State goes overseas for lethal injection drug

FLORENCE, Ariz. — Facing a nationwide shortage of a lethal injection drug, Arizona has taken an unusual step that other death penalty states may soon follow: get their supplies from another country.

Such a move, experts say, raises questions about the effectiveness of the drug. But it may also further complicate executions in the 35 states that allow them, as inmates challenge the use of drugs not approved by federal inspectors for use in the U.S.

Arizona officials said Tuesday that it got its sodium thiopental from Great Britain, the first time a state has acknowledged obtaining the drug from outside the U.S. since the shortage began slowing executions in the spring.

“This drug came from a reputable place,” Chief Deputy Attorney General Tim Nelson said. “There’s all sorts of wild speculation that it came from a third-world country, and that’s not accurate.”

Nelson said the state revealed the drug’s origins to let the public know that its supply is trustworthy and to dispel rumors. However, he did not name the company that manufactured it.

Without assurances of the drug’s quality, many questions will be raised, including its effectiveness and how it should be handled, and would serve as a basis for lawsuits, said Deborah Denno, a law professor at Fordham University.

“The impact could be huge,” Denno said. “The source of the thiopental is critical.”

A federal judge in Arizona blocked the Tuesday execution of convicted killer Jeffrey Landrigan because the state obtained the drug from a previously unidentified overseas source. The judge questioned whether it might be unsafe.

Landrigan’s lawyers contend he could be suffocated painfully if the sodium thiopental doesn’t render him unconscious. In lethal injections, sodium thiopental makes an inmate unconscious before a second drug paralyzes him and a third drug stops his heart.

Hospira Inc. of Lake Forest, Ill., the sole U.S. manufacturer of the drug, has blamed the shortage on unspecified problems with its raw-material suppliers and said new batches will not be available until January at the earliest.

There are no FDA-approved overseas manufacturers of the drug.

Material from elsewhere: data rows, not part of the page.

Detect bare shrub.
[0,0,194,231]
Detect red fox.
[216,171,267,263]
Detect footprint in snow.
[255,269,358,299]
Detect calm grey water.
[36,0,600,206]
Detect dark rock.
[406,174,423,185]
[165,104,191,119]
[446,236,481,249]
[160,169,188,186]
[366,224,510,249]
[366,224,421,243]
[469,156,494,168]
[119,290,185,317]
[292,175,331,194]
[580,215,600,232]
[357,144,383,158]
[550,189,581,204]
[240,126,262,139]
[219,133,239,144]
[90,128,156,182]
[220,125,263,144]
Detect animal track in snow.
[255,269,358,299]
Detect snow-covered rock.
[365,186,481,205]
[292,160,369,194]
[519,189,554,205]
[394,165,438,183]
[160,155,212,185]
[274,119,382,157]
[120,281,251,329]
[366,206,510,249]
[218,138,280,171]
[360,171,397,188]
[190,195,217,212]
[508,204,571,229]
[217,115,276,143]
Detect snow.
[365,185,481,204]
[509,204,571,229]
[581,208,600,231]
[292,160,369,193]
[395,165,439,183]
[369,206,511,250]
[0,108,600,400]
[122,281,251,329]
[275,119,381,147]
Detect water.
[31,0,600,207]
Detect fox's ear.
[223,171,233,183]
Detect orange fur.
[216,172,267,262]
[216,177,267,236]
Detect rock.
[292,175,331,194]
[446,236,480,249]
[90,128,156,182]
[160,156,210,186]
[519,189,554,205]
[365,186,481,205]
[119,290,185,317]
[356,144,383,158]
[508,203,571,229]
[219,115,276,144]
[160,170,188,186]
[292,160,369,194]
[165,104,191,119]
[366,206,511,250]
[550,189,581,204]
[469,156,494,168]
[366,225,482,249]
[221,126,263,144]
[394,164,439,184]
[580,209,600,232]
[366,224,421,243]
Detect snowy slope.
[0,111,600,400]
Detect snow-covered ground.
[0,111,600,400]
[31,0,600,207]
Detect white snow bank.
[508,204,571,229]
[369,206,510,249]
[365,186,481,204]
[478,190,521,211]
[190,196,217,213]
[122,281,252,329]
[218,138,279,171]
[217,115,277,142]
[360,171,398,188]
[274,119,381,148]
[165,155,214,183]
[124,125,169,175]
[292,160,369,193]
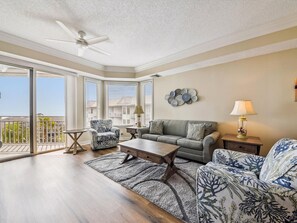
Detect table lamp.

The limited supply has also directly affected executions in California, Kentucky and Oklahoma, and may affect executions in Missouri, which says its supply of sodium thiopental expires in January.

California officials say they acquired a dosage of 12 grams in September with a 2014 expiration date. But there was some dispute about the source. Hospira said its remaining supplies expire next year and California could only have obtained it elsewhere.

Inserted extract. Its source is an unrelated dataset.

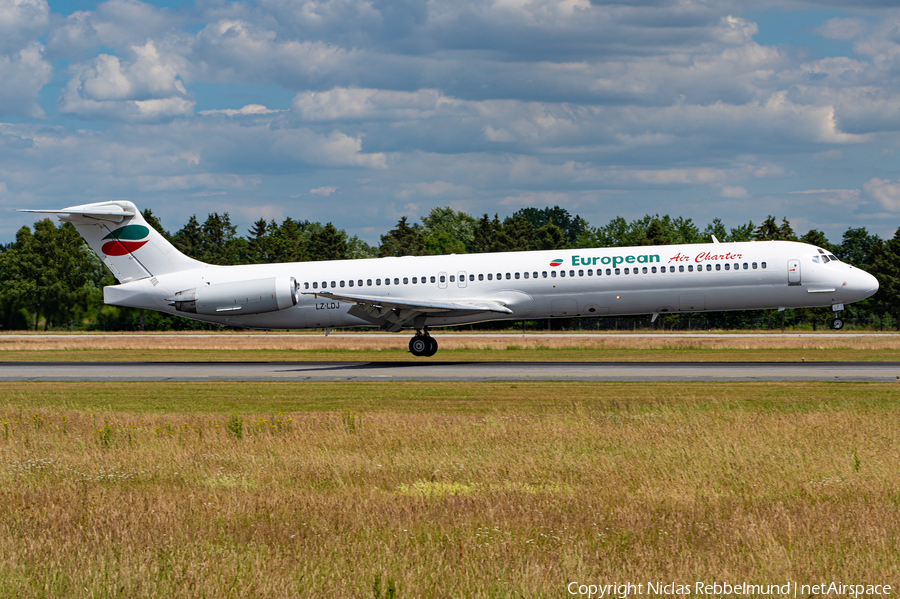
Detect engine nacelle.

The state prison system would not address the discrepancy. “The state obtained the sodium thiopental lawfully from within the United States,” Terry Thornton, a corrections spokeswoman told The Associated Press.

Ohio, which spends about $350 for the drug for each execution, ran out of the amount prescribed by state procedures just three days before a May 13 execution. The state obtained enough in time but won’t say from where.

A few weeks ago, Kentucky’s governor held off signing death warrants setting execution dates for two inmates because the state is nearly out of sodium thiopental. The state’s lone dose expired Oct. 1.

Officials say they have tried unsuccessfully to get the drug from other states, and have gotten calls from states looking for it.